A Little About Default Constraint UDFs in SQL Server
Video Summary
In this video, I delve into the fascinating world of default constraint user-defined functions (UDFs) in SQL Server, exploring how they behave differently from other UDFs when used as default constraints. I walk through creating and testing these functions to understand their performance implications, especially in scenarios where parallelism is involved. By examining both a simple processing function and a more complex badge check function, I highlight the nuances of how SQL Server handles these UDFs under various conditions. Whether you’re looking for insights into default constraints or just curious about the intricacies of T-SQL functions, this video offers plenty to explore and ponder.
Full Transcript
All right, Erik Darling here with Darling Data, your pal, your bosom buddy, your friend till the end. And today’s video, we’re going to talk about, there we go, thank you, PowerPoint, default constraint UDFs. Because I got an office hours question about these at some point in recent memory, and I was not prepared for the level of sickness that exists in this world.
So, I had to look at this more, and I did, and I regret every moment of it. So, if you look down in the video description, you’ll see all sorts of helpful links, where you can hire me for consulting, buy my training, become a paying, supporting member of the channel, like PBS or something. You can, for free, ask me office hours questions, and if you like this content, please do like, subscribe, and tell a friend, because, well, what’s the point of making these if no one watches them, I guess?
Good question, right? So, I’ve mentioned before, I do have a few announcements that I will be making, hopefully in short order, about upcoming speaking events. But the only one that is publicly available at the moment is Past Data Community Summit, taking place in Seattle, November 17th to 21st, where I have two days of the best T-SQL material with Kendra Little that you will ever see in your life.
And, you know, you should just be there, right? So, that’s fun. Anyway, it is still Rocktober, so we are going to continue to be spooky.
Anyway, we’re going to look at two different kinds of functions here today. We have this first function, which doesn’t do anything. We’re going to call this loosely processing in memory.
I have another one that performs data access, which is a little bit more interesting. But we’ve got this function here called serializer. It takes an input here and then spits that input back out here. Well, very simple stuff.
And what we’re going to look at is, you know, kind of how that works. Now, when I first started looking at this, I was like, man, like this could get real bad, right? Because like, you know, like a lot of the UDFs I have in the Stack Overflow database are ones that like, you know, you put in like a user ID or a post ID and you go get information about that user ID or that post ID, right?

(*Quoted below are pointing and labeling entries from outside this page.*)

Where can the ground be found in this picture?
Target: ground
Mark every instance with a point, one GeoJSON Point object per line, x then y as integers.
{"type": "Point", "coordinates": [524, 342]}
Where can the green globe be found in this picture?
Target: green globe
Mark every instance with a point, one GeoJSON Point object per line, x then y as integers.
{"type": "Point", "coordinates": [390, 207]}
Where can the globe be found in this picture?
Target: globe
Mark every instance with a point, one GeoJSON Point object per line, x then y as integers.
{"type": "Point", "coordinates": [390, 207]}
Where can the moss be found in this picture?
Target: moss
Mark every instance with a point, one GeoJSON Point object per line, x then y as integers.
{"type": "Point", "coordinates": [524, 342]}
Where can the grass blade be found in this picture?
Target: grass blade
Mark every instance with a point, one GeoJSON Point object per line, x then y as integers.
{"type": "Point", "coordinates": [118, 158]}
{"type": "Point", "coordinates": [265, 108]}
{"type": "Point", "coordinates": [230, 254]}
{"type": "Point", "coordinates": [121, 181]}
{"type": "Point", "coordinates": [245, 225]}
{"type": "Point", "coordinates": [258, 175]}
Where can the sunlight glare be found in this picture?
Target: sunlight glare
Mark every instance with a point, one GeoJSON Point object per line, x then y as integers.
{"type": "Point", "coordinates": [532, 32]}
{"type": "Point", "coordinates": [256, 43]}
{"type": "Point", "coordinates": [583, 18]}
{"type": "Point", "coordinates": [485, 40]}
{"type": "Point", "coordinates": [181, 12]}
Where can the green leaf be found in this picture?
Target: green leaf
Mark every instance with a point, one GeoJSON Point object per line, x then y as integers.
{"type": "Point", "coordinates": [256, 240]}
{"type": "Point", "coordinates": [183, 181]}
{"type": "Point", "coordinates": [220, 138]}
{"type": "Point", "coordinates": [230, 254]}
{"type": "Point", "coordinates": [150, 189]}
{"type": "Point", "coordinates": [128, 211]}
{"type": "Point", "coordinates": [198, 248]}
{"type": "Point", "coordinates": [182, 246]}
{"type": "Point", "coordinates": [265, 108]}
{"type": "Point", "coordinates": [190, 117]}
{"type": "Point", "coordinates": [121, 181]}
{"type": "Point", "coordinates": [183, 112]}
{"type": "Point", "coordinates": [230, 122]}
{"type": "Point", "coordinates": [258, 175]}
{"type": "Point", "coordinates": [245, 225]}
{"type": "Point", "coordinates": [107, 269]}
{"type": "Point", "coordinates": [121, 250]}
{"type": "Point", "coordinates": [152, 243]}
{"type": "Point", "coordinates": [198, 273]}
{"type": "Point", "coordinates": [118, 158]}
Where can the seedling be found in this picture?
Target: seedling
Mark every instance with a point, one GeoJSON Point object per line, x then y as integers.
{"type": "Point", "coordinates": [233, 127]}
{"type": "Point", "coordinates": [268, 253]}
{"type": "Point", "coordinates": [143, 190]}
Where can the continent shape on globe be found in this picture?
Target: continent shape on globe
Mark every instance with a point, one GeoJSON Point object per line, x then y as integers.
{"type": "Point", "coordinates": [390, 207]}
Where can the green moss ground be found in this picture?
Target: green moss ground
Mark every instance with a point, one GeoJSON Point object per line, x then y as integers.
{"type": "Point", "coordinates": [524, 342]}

So, I was like, man, if I can pass a column to a default constraint UDF, we’re in big trouble. Thankfully, we can’t do that, right? Thankfully, Microsoft was like, nah, right?
So, we’re not allowed to put a column in there. We can only put, let’s see, expressions, constants, constant expressions, and in some contexts, variables. But for us, we’re going to not do most of that stuff.
We’re going to, whatever. Anyway, that is not a name resolution thing. So, like if I create the table like this without anything, and then I try to add that constraint, right?
If I say, hey, why don’t we make that thing in here? SQL Server is still like, nah. All right.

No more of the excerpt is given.